Recognition of Arabic Maghrebi scripts (Hackathon results)

BULAC-MS_ARA_609
Arabic Maghrebi Manuscript (MS.ARA.609) © BULAC, Bina

Between January and April 2021, we have organized a hackathon with the BULAC and the Research Consortium Middle-East and Muslim Worlds (GIS MOMM - CNRS) for the collaborative transcription of manuscripts in Arabic Maghrebi scripts*.

This scientific event had a threefold objective:

  • developing and assessing the feasibility of automatic text recognition for this type of manuscripts, that showcase various difficulties, regarding layouts as well as character shapes, and who faces the same classical challenges met for the processing of Arabic manuscripts;
  • building a database for research purposes in order to facilitate the dissemination of advanced HTR technologies, to promote automatic processing of Arabic Maghrebi handwritten collections, and to train researchers to digital humanities;
  • evaluating the use of the Calfa Vision platform for the processing of a new non-Latin script language.

The hackathon gathered 14 participants, for a total of 300 annotated pictures and more than 450.000 transcripted characters.

Studied manuscripts and process of data creation

The manuscripts selected were ARA.609, ARA.1977 and ARA.417 from the BULAC, library which constitutes the second collection of Arabic manuscripts in France with more than 2.500 documents. The two first manuscripts are fully available on the BULAC digital library: Bina. These manuscripts cover a wide spectrum of common scripts, layouts and topics: ARA.609 consists of a treatise in verse on arithmetic, inheritance and wills (with numerous tables and fractions), whereas ARA.1977 consists of various historical and legal texts and ARA.417 presents the history of the Beys of Oran in the 13th century.

Manuscripts
MS.ARA.1977 (p.42), MS.ARA.609 (p.124) and MS.ARA.417 (f. 12v) © BULAC, Bina

The Arabic Maghrebi scripts raise several difficulties that exacerbate the issues met in digital humanities and the training of intelligent systems. In particular, the manuscripts often display curved text in the margins (see image), letters and words written above or under others. The lack of space in-between words and the plurality of shapes for a single character make reading difficult and often requires the knowledge of the word beforehand to decipher the character. Indeed the use of diacritic signs, sometimes erroneous or offset, results in strong ambiguities between letters that can already be easily confused, thus an erroneous word recognition. That is why the recognition of handwritten Arabic is an open research field, for which numerous solutions are tested.

In the context of the hackathon, we created and evaluated different types of models: layout analysis models (identification of text-regions, tables, titles, etc.), models for identification of lines of text inside a document, and last text recognition per se.
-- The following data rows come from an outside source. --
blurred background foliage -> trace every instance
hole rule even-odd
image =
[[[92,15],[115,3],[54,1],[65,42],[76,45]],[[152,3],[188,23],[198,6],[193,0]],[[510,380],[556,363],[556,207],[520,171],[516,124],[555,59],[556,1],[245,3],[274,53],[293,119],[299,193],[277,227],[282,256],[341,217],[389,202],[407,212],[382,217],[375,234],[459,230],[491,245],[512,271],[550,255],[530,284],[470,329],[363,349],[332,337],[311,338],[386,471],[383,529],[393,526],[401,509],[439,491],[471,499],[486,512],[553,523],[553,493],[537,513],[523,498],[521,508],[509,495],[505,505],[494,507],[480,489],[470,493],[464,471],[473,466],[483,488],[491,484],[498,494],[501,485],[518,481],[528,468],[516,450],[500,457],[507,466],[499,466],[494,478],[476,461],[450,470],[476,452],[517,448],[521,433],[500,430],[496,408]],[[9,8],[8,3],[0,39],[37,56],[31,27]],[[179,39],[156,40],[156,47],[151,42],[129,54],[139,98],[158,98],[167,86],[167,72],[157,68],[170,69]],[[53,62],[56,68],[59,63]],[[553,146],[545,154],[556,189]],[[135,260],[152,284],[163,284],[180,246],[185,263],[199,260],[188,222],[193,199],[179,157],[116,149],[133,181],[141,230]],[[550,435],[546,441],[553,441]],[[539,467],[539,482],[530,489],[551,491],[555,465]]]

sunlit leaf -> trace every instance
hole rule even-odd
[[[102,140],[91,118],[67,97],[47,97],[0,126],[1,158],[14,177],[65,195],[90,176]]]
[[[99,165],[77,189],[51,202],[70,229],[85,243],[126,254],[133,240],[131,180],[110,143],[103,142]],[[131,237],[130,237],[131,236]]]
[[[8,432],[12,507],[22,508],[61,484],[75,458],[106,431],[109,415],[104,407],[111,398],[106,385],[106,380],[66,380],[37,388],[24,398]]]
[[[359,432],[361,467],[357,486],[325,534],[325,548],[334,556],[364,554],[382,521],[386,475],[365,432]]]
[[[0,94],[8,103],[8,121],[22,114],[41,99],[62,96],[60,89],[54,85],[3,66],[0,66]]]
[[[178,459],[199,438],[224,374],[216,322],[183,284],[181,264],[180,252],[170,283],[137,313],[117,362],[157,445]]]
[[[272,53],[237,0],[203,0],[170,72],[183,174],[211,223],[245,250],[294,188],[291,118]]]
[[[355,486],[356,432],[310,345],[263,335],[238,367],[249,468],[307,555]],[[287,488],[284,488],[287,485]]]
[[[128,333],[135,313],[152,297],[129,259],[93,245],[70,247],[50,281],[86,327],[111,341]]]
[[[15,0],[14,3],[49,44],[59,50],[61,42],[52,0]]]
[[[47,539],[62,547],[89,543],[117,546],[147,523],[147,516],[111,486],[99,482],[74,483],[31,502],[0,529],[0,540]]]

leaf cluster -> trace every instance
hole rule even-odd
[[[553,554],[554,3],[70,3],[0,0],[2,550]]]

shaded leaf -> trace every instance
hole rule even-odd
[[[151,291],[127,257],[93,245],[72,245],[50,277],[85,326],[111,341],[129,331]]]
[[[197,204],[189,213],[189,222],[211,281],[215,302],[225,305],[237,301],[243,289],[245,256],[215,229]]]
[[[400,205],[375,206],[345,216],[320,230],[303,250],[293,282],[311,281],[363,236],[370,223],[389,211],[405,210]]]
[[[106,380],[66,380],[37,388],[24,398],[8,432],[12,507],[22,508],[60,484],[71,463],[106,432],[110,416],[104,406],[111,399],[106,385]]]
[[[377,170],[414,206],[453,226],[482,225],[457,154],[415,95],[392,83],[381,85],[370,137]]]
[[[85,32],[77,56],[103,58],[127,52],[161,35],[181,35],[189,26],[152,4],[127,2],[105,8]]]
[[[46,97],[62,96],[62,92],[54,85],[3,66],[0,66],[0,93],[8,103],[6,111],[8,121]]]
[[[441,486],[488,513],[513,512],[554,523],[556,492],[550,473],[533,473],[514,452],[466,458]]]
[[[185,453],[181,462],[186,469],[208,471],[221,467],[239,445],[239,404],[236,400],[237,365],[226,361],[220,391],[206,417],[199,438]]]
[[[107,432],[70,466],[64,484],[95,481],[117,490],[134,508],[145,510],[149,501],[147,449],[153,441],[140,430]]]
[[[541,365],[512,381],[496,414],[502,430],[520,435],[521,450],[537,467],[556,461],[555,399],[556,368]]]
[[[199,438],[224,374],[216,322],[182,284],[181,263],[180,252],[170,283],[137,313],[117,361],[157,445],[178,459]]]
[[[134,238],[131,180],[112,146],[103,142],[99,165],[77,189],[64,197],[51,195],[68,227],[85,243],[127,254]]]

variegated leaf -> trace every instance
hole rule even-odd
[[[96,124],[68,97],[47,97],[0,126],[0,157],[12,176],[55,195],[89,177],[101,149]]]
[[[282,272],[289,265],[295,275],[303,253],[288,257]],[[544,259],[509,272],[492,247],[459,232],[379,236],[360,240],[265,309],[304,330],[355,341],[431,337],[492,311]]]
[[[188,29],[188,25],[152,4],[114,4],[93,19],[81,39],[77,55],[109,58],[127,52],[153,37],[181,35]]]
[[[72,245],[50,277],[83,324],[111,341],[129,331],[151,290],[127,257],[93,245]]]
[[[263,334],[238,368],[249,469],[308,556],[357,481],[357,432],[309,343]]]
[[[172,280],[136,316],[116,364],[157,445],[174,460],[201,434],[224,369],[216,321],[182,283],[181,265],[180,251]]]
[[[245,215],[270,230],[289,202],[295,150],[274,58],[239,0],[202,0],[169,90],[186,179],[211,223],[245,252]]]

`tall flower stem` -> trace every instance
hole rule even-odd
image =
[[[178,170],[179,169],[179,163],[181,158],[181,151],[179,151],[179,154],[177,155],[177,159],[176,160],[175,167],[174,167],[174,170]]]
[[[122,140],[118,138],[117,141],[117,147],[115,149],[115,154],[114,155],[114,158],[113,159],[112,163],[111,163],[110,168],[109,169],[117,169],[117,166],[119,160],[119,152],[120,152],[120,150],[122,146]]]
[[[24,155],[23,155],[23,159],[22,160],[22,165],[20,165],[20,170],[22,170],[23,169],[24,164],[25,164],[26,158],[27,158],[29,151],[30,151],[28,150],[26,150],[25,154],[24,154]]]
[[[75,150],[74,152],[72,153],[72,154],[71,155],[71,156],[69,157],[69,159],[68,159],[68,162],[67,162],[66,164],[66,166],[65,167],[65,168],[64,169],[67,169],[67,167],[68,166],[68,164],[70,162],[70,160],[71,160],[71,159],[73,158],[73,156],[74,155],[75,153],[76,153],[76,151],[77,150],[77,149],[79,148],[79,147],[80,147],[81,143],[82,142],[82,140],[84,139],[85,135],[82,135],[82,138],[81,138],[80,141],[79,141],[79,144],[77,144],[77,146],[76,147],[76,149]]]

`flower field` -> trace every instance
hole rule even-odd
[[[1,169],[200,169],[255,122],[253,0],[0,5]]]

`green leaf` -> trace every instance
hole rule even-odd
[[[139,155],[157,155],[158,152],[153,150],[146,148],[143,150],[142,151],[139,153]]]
Here, we favored an approach by baseline (fictive line of text on which the text is written) in order to correctly identify the curved lines and an approach by word in order to limit the impact of ambiguous characters.
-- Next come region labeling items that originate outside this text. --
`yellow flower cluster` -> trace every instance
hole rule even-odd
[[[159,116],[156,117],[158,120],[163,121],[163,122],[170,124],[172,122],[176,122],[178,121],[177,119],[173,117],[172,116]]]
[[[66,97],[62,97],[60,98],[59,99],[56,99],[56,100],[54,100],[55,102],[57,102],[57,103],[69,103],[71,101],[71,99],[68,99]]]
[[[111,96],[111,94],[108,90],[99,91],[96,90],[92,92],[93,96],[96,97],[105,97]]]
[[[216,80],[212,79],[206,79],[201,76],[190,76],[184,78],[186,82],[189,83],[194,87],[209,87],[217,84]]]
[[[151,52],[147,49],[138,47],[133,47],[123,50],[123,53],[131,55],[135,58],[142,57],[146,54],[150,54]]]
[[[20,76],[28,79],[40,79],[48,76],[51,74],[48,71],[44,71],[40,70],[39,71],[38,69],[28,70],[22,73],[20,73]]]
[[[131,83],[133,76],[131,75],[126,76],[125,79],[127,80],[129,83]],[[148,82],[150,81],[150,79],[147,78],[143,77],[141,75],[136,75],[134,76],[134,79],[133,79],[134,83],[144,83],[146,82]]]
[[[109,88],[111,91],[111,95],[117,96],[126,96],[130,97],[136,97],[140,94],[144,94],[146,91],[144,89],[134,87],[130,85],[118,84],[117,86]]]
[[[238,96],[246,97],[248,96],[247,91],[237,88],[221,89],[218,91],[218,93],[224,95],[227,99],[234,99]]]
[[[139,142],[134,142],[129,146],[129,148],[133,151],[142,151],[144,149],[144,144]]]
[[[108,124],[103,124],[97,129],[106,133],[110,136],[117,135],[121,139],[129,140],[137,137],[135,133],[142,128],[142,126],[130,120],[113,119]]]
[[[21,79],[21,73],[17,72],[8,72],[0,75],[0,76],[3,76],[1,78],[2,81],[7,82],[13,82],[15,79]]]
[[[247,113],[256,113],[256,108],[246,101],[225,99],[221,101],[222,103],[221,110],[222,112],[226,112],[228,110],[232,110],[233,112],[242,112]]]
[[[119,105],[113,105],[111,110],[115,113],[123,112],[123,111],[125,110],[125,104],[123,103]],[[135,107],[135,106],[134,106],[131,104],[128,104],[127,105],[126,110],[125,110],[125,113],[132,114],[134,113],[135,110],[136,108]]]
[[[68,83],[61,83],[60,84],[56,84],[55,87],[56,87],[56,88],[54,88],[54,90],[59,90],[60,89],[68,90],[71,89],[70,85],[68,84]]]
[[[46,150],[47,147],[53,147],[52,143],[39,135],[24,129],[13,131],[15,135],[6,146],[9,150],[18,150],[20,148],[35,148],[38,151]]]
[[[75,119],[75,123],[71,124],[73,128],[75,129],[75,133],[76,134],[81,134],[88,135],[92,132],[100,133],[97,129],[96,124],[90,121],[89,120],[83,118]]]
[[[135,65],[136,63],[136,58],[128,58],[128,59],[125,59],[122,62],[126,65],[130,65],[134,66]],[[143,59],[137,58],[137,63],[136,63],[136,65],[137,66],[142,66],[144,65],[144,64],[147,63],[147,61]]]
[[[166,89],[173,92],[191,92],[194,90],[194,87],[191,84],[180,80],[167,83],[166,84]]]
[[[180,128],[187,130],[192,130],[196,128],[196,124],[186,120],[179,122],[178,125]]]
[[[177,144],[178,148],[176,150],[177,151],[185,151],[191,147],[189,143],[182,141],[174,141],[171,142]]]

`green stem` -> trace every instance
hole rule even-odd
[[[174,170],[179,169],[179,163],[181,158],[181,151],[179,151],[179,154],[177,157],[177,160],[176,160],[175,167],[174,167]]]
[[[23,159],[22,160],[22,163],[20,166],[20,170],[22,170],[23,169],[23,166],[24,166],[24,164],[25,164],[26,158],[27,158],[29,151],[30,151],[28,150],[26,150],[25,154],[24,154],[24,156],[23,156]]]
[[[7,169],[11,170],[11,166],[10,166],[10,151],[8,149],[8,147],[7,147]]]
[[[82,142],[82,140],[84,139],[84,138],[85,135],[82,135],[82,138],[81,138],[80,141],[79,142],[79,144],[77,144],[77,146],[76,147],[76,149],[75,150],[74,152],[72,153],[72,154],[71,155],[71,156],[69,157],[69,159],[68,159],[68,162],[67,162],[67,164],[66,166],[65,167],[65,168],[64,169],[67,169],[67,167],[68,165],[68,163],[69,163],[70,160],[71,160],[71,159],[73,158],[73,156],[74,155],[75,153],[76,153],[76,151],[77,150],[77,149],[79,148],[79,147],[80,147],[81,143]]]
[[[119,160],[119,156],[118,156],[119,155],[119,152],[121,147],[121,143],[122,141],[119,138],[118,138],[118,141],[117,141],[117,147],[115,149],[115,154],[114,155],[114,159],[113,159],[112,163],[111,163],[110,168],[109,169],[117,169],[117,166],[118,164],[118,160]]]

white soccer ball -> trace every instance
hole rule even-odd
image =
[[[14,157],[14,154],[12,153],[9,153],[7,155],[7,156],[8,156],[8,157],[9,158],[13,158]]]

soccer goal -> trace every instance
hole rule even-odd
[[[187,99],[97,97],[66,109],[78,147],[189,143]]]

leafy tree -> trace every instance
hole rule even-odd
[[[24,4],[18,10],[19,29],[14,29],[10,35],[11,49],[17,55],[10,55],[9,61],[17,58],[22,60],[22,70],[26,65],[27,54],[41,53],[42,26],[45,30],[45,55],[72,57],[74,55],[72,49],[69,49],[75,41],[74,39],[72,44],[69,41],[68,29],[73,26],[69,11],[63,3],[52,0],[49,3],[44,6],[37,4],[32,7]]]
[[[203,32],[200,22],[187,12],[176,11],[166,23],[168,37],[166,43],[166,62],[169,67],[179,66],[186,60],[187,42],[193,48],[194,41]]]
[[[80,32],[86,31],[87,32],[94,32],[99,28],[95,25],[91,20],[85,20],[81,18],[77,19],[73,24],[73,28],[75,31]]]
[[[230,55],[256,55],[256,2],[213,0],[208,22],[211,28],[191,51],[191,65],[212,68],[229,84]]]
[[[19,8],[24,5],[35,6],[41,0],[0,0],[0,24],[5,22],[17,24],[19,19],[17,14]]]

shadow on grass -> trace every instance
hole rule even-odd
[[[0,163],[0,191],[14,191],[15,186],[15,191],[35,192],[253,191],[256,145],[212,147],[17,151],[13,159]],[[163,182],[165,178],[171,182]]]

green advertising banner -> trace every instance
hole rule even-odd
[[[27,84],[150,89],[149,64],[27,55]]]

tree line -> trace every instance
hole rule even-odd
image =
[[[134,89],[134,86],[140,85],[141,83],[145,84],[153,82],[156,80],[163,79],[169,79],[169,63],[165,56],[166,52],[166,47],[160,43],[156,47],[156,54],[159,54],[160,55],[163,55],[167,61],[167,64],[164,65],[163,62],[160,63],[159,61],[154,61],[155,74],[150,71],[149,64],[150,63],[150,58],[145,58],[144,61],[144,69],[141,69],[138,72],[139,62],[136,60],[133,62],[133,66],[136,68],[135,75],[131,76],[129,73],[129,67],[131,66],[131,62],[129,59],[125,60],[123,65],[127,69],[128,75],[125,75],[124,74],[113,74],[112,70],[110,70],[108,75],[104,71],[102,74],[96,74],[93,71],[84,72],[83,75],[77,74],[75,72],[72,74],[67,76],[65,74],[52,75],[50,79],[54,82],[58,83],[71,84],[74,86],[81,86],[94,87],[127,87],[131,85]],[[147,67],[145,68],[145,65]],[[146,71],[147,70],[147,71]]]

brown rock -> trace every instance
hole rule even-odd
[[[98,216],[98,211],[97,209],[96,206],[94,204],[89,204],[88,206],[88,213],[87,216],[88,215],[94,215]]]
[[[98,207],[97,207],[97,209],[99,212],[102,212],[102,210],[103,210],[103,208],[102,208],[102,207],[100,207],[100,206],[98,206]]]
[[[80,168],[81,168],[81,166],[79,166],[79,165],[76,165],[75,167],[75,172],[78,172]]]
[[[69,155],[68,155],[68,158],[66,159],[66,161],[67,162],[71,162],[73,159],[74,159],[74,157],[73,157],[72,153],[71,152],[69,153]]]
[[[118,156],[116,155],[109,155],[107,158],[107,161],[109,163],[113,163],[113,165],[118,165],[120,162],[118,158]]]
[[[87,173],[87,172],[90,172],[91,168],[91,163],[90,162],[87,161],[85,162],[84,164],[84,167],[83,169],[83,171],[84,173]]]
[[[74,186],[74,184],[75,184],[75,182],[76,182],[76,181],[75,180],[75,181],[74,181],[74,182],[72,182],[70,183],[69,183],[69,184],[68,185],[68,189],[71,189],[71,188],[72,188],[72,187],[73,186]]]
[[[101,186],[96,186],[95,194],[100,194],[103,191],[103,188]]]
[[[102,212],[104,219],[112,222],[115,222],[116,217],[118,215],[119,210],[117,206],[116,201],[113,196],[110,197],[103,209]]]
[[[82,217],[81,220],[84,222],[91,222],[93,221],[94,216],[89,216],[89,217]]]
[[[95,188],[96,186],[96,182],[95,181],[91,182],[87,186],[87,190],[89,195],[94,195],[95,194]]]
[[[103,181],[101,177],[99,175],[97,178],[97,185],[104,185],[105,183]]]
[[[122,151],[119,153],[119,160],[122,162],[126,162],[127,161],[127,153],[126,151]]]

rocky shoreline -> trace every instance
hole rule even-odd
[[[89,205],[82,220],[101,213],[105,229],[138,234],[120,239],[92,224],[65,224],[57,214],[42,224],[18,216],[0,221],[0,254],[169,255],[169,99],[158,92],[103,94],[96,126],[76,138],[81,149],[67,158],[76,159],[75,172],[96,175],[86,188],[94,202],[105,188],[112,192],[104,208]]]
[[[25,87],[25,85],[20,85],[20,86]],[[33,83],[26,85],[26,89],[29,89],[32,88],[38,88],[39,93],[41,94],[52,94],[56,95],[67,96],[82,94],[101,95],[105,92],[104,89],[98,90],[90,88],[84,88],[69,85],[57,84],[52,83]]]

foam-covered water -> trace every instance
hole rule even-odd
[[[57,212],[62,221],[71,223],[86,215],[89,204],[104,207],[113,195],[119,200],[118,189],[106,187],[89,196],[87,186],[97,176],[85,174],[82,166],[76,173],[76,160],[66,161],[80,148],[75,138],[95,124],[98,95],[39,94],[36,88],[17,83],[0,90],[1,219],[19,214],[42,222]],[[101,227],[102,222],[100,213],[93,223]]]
During the eight sessions of the hackathon, the transcription work was held on our Calfa Vision platform, that has integrated automatic analysis models and enables collaborative work. Notably, the transcribers were invited to proofread the automatic analysis generated on the documents. The corrections made were then immediately added to the models in order to specialize them on Arabic Maghrebi (fine-tuning).

Results from handwritten Arabic HTR and from crowdsourcing campaign

The hackathon and the developments realized throughout the project enabled to achieve an average error rate at the character lever (CER) below 5% (4,8%), which is an equivalent score to the one usually achieved for Latin scripts.

Text prediction
Text Prediction vs Expected result (GT) - see our paper for more details

The main text and the baselines detection has gradually reached 97% of accuracy (as of 50 pages checked) resulting in a gain of time above 80% in the proofreading and the transcription compared to transcription without automatic and specialized annotation.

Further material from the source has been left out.